UPDATED: With response from American Airlines
(Alex Goldmark, Transportation Nation) The U.S. Department of Transportation fined American Airlines $90,000 Monday for charging passengers undisclosed voucher fees. Airlines routinely offer free flight vouchers as an incentive to give up a seats on oversold flights. A DOT investigation found that American was not telling passengers about restrictions, including a $30 ticketing fee, on the use of those flight vouchers.
This is the first time the DOT has issued a fine on an airline for failing to disclose fees.
“When passengers volunteer to give up their seat on an oversold flight, they are entitled to be fully compensated – not to find out later that they’re getting $30 less,” said U.S. Transportation Secretary Ray LaHood. “Passengers deserve to be treated fairly when they fly, and especially when they’ve volunteered to give up their seat because the airline overbooked their flight.”
In a statement the DOT explained the rules for "bumping" and vouchers this way: "an airline must first seek volunteers willing to give up their seat on an oversold flight before bumping passengers involuntarily. The carrier may offer any type or amount of compensation agreed to by the volunteer, in contrast to involuntary bumping situations, where DOT rules require airlines to pay passengers cash compensation in most cases."
An investigation by the DOT’s Aviation Enforcement Office found that American offered travel vouchers valued at specific dollar amounts as compensation for voluntary bumping. However, when awarding the vouchers, the DOT found, American did not tell passengers about a ticketing fee required to redeem the vouchers, nor that the vouchers could not be redeemed on the carrier’s internet site.
The DOT stresses that the process for redeeming oversales flight vouchers remains more cumbersome and complicated than purchasing a ticket or redeeming other flight vouchers.
Tim Smith, company spokesperson for American Airlines says this is largely old news. American stopped charging any booking fees for using an oversales voucher more than four years ago he points out. "Plus we stopped charging any service charge for booking a voucher at the airport" and on the phone.
The reason phone bookings are an issue is that there is normally a charge to book a ticket at the airport or over the phone as opposed to the internet. Smith stresses that American made all these changes before the DOT contacted them about it. "We stopped it because we realized it was a problem" four years ago. "That's the government in action for you."

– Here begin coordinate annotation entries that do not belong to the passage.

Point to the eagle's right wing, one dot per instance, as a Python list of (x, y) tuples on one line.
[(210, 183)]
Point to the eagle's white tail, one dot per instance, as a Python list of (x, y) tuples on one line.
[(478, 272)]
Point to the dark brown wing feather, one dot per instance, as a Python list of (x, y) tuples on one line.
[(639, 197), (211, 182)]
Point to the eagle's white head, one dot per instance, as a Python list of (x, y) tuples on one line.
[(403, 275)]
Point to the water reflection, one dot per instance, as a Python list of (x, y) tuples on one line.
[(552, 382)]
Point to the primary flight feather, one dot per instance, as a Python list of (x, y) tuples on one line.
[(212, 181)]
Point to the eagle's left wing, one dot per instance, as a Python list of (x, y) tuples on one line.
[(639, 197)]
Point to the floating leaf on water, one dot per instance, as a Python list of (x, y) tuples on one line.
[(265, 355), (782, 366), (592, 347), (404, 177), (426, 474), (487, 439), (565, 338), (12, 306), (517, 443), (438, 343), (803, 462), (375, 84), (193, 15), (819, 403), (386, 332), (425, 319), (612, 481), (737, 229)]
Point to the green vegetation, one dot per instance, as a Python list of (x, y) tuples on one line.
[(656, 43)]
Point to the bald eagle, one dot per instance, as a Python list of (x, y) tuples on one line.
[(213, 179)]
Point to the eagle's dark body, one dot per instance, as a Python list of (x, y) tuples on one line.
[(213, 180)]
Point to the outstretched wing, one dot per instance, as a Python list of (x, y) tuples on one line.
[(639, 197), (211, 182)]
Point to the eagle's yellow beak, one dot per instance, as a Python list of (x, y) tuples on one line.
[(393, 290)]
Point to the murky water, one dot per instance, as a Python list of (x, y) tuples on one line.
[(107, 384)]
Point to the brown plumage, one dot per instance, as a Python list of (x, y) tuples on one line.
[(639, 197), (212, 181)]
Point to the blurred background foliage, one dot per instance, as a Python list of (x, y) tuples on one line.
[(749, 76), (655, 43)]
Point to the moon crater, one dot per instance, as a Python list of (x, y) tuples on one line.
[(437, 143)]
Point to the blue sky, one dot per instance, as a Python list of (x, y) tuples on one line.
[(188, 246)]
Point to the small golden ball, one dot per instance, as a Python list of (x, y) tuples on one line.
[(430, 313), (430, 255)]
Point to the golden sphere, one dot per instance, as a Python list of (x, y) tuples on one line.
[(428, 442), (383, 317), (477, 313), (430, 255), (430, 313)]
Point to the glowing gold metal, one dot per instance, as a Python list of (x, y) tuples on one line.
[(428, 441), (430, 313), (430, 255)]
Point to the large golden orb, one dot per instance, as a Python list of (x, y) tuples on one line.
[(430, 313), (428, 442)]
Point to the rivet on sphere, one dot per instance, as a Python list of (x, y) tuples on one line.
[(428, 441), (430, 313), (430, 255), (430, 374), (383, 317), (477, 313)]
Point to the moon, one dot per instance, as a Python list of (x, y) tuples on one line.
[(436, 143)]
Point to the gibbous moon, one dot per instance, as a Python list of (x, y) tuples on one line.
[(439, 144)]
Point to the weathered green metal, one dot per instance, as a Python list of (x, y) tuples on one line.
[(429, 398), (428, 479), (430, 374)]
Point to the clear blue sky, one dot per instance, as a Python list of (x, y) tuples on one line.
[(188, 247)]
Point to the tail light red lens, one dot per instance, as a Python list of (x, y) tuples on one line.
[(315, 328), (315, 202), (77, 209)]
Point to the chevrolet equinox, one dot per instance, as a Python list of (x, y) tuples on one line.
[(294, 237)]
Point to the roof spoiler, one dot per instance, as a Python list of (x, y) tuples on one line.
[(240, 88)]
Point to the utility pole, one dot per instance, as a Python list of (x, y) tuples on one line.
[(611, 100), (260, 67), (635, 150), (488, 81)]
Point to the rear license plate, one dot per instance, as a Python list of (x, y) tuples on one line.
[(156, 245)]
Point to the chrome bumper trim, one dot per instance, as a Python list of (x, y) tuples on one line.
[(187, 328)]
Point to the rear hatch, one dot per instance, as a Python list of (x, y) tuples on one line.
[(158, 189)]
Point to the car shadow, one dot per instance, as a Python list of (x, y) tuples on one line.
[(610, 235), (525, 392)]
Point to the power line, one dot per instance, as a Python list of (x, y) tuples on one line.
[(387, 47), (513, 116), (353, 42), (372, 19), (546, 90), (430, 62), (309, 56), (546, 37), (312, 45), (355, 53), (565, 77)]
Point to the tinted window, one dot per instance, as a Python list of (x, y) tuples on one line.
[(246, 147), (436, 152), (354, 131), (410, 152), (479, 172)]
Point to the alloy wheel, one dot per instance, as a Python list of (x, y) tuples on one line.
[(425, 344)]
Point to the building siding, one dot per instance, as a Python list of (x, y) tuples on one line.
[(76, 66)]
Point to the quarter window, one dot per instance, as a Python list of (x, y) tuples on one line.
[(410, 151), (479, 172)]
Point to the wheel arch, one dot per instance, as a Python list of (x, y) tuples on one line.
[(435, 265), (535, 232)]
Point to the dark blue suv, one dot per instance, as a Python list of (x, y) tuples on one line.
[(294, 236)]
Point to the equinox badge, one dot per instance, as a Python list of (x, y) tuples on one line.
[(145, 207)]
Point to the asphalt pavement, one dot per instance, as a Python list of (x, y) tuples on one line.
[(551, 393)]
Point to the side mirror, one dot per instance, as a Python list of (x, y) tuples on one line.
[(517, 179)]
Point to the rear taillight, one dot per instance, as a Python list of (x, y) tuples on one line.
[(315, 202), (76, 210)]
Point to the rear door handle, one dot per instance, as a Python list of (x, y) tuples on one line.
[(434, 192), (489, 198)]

"We, like everyone else were charging a ... service charge to book through a reservations agent on the phone. And there was no exemption for vouchers." So around 2007, he says, "We realized that this wasn't good because we were giving them the voucher for giving up their seat" and they shouldn't be charged a fee to re-book.
He added that American only actually has to pay $45,000 up front, and fully expects the Airline to be forgiven for the obligation to pay the other half under the terms of the consent order (linked below) as it is already in compliance with the terms of the order. He points out this is the first consent order they've received in eight years.
One change that will result from the DOT action, Smith says, is that American Airlines vouchers will now say right on the printed paper, that there are no booking fees and offer instructions on how to book, without a fee of course.